Alessandro Molon deixará comando estadual do PSB em meio à reorganização política para as eleições

O ex-deputado Comte Bittencourt deve assumir o comando do Partido Socialista Brasileiro (PSB) no Rio de Janeiro nas próximas semanas. A movimentação, articulada pelo prefeito do Recife e presidente nacional da legenda, João Campos, já é tratada como certa nos bastidores políticos.

A filiação de Comte ao PSB deve ser oficializada em junho. Com isso, ele substituirá Alessandro Molon na presidência estadual da sigla no Rio.

A negociação vinha sendo construída há meses e ocorre em meio à crise interna enfrentada pelo Cidadania, partido presidido nacionalmente por Comte até o agravamento das disputas judiciais envolvendo o comando da legenda.

Articulação nacional

Desde 2025, João Campos e Comte Bittencourt conduziam conversas para aproximar PSB e Cidadania. A ideia inicial era criar uma federação partidária entre as duas siglas, ampliando a força política dos grupos para as eleições de 2026.

Com o avanço da crise interna do Cidadania, porém, a migração de lideranças para o PSB passou a ganhar força.

No Rio de Janeiro, a mudança também integra uma estratégia eleitoral. A intenção é fortalecer as chapas do partido para a Assembleia Legislativa do Rio (Alerj) e para a Câmara dos Deputados, incorporando quadros ligados ao antigo grupo político de Comte.

Crise no Cidadania

Comte Bittencourt construiu sua trajetória política no antigo PPS, legenda que posteriormente se transformou no Cidadania. Em setembro de 2023, ele assumiu a presidência nacional do partido após a saída de Roberto Freire.

Nos últimos meses, no entanto, o dirigente passou a enfrentar uma disputa jurídica e política pelo controle da sigla.

Em março deste ano, o Cidadania realizou dois congressos paralelos. Um dos grupos reconduziu Comte à presidência nacional, enquanto outro elegeu o deputado federal Alex Manente para o cargo.

A disputa acabou sendo levada à Justiça e segue sem definição definitiva. As decisões tomadas até o momento possuem caráter liminar.

Debandada e reorganização

O ambiente de insegurança jurídica acelerou a saída de dirigentes estaduais e parlamentares do Cidadania. O PSB passou a ser o principal destino desse movimento político.

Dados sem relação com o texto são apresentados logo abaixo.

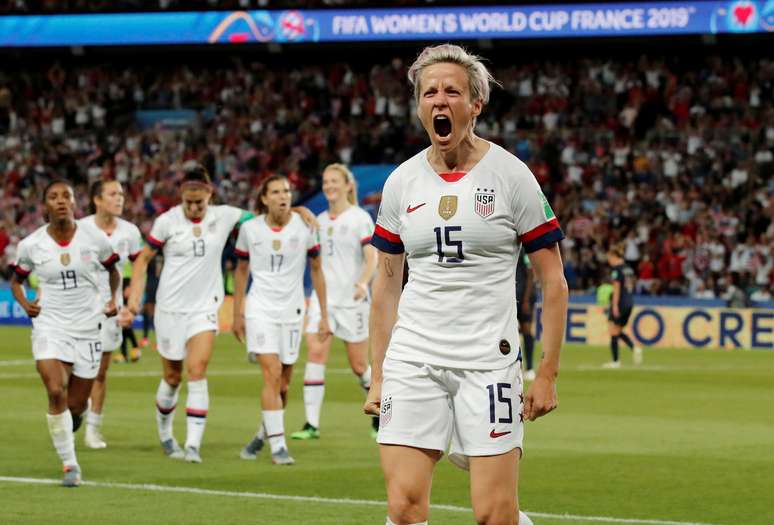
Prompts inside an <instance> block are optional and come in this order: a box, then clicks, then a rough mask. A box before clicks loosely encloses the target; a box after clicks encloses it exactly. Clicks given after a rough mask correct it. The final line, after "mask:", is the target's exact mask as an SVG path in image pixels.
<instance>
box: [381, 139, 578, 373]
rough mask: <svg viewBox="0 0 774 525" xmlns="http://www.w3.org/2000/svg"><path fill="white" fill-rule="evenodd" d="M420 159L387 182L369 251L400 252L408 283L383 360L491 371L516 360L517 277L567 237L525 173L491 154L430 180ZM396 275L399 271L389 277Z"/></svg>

Até recentemente, Comte negava publicamente que deixaria o partido, embora admitisse que as conversas entre PSB e Cidadania estavam avançadas.

A mudança também redesenha o cenário político do PSB no Rio. Alessandro Molon, atual presidente estadual da legenda, não deve disputar mandato em 2026, apesar de ter sido citado nos bastidores como possível nome para o Senado.